Monday, May 20, 2013

Of Bells,Bridge and a Road

Just an excerpt,an Image that is being formed in my mind so to enclose all my feelings that I have, I don't want to revisit certain things for I felt that I dwelt too long in them already...And I think friends are getting irritated by it.

As I closed my eyes, the bells from the nearby church tolls overhead, the wind caressing my cheeks as she blew ever slowly. The coldness from the stone bridge touches my skin. Places still remind me of you, too many places have we gone together. For now what is left are just emotions, the memories of us is fading. Regrets are also slowly slipping away, what is left now, I know not. Neither do I care for. You will still remain I know, but maybe nothing more than a blot of ink and a couple of words on a paper called " My Life". What installs for the future, you may ask? I have no answer. All I know is that I am here now, where I was led to by events that came my way. 

Taking a deep breath of the Sicilly River, I opened my eyes. I never lament for meeting you, for all the hurt that I went through, I gained a lot back in return as well. Sometimes loving someone, being the ideal kind, will never get you the love you wanted. I do not questioned logic or questioned god anymore. What is there to question? For the heart is not something that is ruled by logic and sense. I am no Saint, neither I am some ultra good guy that people like to make of me. I am just human like everyone else, its just that I feel that some things have to be done in some way for I feel that its for the best. 

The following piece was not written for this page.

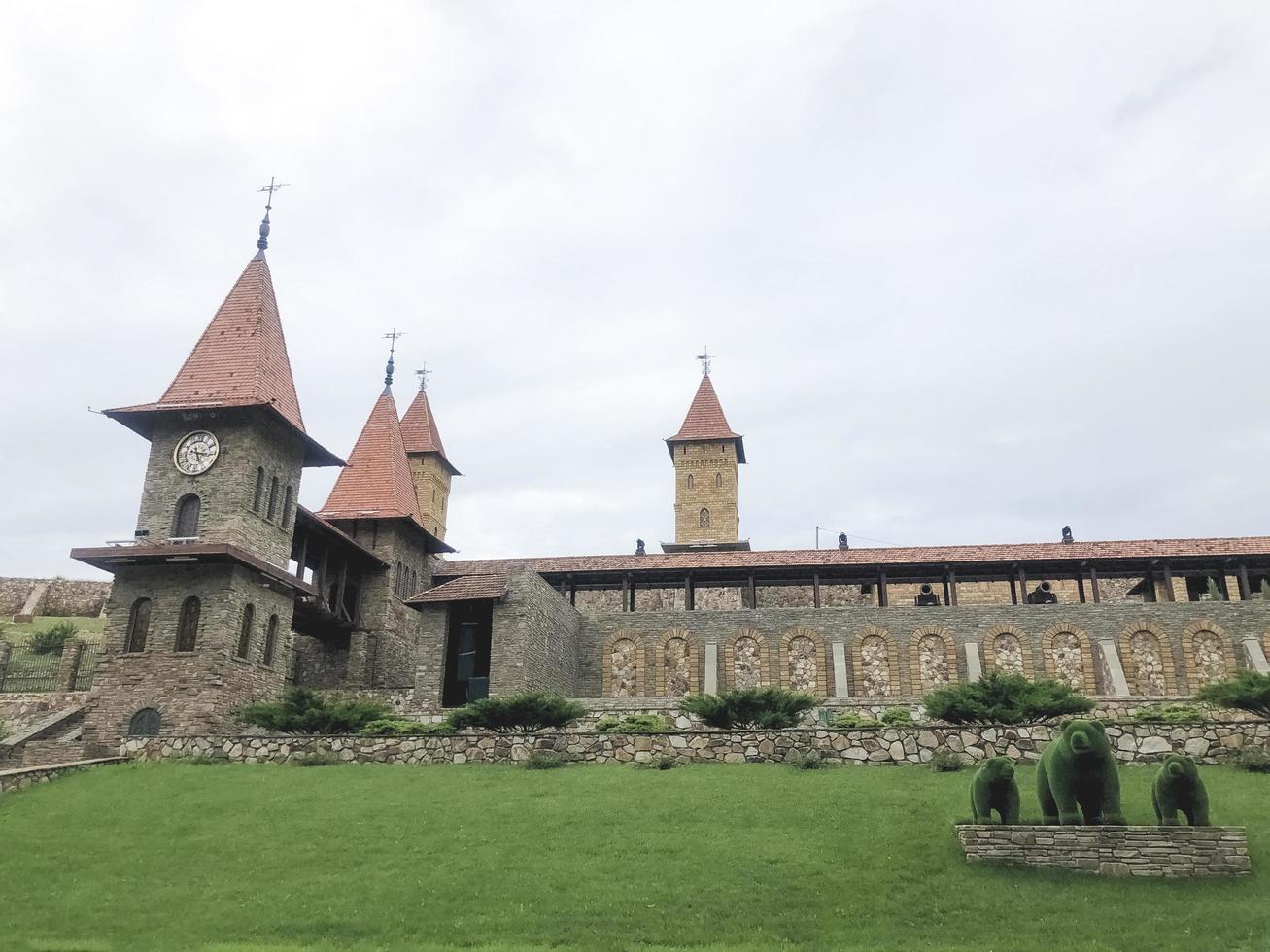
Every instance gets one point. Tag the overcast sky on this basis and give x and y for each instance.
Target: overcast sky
(972, 270)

As I exhale and looked at the reflection of me in the slow river, time is moving, my environment have changed. I am back out of my comfort zone again, life challenges me once again with a taunt. I wonder whether the person in the river is really me? The me that I wanted to be, the me where I am now, the me that I believed I have to be. The dissatisfaction with life stems from these roots.

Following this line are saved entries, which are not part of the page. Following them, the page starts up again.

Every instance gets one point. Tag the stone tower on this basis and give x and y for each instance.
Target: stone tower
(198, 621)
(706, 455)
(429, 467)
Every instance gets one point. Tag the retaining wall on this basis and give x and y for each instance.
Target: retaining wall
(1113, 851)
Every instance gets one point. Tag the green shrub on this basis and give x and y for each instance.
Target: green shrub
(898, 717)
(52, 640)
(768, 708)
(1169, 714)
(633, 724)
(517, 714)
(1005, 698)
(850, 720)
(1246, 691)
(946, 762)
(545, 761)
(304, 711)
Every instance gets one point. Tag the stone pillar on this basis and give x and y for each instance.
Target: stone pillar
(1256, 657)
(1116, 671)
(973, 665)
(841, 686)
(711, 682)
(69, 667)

Suddenly, a bird swooped down for his meal, and the person became disfigured by the disturbance. Its all an illusion. The person in front is never someone that I had expected or thought of, that someone is there as a result of disturbance and events. And that person will never be there unless I had looked down into the river. Its a matter of choices and inner strength, to hope and finally to believe. Believe in myself, that I will enjoy the image that I see.

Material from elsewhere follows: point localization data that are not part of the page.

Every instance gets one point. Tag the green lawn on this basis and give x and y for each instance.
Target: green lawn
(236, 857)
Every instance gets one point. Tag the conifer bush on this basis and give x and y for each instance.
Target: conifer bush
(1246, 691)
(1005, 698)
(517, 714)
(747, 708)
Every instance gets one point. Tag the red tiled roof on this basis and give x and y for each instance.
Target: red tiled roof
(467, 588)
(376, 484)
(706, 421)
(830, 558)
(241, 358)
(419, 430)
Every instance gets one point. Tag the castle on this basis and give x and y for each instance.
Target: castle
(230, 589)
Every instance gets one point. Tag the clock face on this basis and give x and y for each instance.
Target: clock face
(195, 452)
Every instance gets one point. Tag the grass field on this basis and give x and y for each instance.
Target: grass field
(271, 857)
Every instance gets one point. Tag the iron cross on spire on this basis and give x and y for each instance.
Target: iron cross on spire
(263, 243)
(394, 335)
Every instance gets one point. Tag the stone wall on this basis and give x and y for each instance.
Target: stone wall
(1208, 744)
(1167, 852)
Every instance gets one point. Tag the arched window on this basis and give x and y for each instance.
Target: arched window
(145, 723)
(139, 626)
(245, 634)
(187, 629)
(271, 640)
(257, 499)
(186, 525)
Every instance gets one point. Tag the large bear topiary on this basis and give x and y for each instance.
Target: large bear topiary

Looking up with a smile, and with the rising sun, the bird flying off into the horizon. Its the start of something, and today will be another day where wonderful things will happen. With that, I trudged off the bridge and onto the Road. Whence it will lead me, I do not know. For life is about being a wanderer, and wherein I find my home to settle, I will know it in due time. For now, its off, off on a journey..to where they ask? To wherever I will have to be.